Tragedy may occur in your life, but it does not need to define your life. YOU get to do that...through the choices you make. _______I know you’ll make good ones. xo


19



My love for you will never run out - neither will God’s love / patience run out. I will always instruct, discipline and give consequences for bad behavior- because it’s my job to teach you. But there’s nothing you could do to lose my love. Remind them daily.


5-20



Some people think the world owes THEM. They have a backwards. We are servants. How can we best serve?


12-21



Teach car maintenance: Adding air to tires, checking oil, etc.


13-17



Two big things. Control yourself, not others. Learn to react less.


12, 16, 19, 21



Any thought about self-harm is like a “check engine” light going off for your brain. Seek professional help.
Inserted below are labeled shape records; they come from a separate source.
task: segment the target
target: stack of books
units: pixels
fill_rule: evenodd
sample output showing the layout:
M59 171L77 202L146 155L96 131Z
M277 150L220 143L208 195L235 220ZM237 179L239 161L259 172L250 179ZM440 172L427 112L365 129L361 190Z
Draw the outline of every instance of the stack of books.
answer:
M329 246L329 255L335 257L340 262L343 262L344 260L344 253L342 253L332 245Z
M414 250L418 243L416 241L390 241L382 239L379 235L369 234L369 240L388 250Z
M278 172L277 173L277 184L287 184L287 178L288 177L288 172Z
You will recover.


12, 14, 15, 17, 19, 21



Read J.R.R. Tolkien's The Hobbit together


11



Teach them to clean the bathroom. Wipe down surfaces, clean mirrors, etc. It’s their job to keep it tidy. Everybody pitches in to keep up with housework.


4-18



Read “Spare” by Prince Harry.


20



I want you to remember that for the first three years of your life I couldn’t take a poop without you on my lap. So there will be no shirking hugs from Mom now that you’re a teenager. xoxo


14



Let them borrow your calm. Little ones (grownups too) sometimes just need to freak out a bit. Stay there. Be near. Don’t judge or even help. Just be there, and stay calm. Your loving energy is all they need as they work through it themselves. Keep them safe but other than that don’t help or advise unless they ask.


2-6, 17, 21



Teach them about shaken baby syndrome.


13



Book “30 Days of Sex Talks” comes in three volumes: Ages 3-7, 8-11 And 13 . Very highly rated. Available on Amazon.


4, 8, 12



The biggest mistake I *never* made was in 1997. I was working two jobs: nurse and waitress. I was having an extremely difficult time in the nursing job. I struggled to understand it and made mistakes despite working long hard hours. My waitressing job was hard too, but it was fun! A great group of fun young people, we hung out and bonded. I was crushing hard on the bartender too! I decided to quit my nursing job and wait tables full time. (I had TWO college degrees at the time.) Not sure exactly what made me change my mind, but I didn’t do it. Instead I quit the restaurant (probably because I was heartbroken over the bartender!) and enrolled in graduate school. Kept my nursing job. There I met lifelong friends, and went on to be nursing director. That waitressing job was my escape hatch. The best I could imagine for myself was waiting tables full time! What a small SMALL world view. While I am VERY glad I didn’t quit the nursing job I hated, because that’s how I got you, I wish I had imagined a bigger, better option than waiting tables full time if I felt that I needed to quit nursing. Peace Corps, move to the city, SOMETHING brave and bold and exciting. All this is to say - widen your vision. There’s so much more to life than what is directly in front of you. Be bold. Be brave. I love you.


17, 20



90 seconds or less. No one wants to hear you talk for more than that. (In a personal setting like giving a toast.)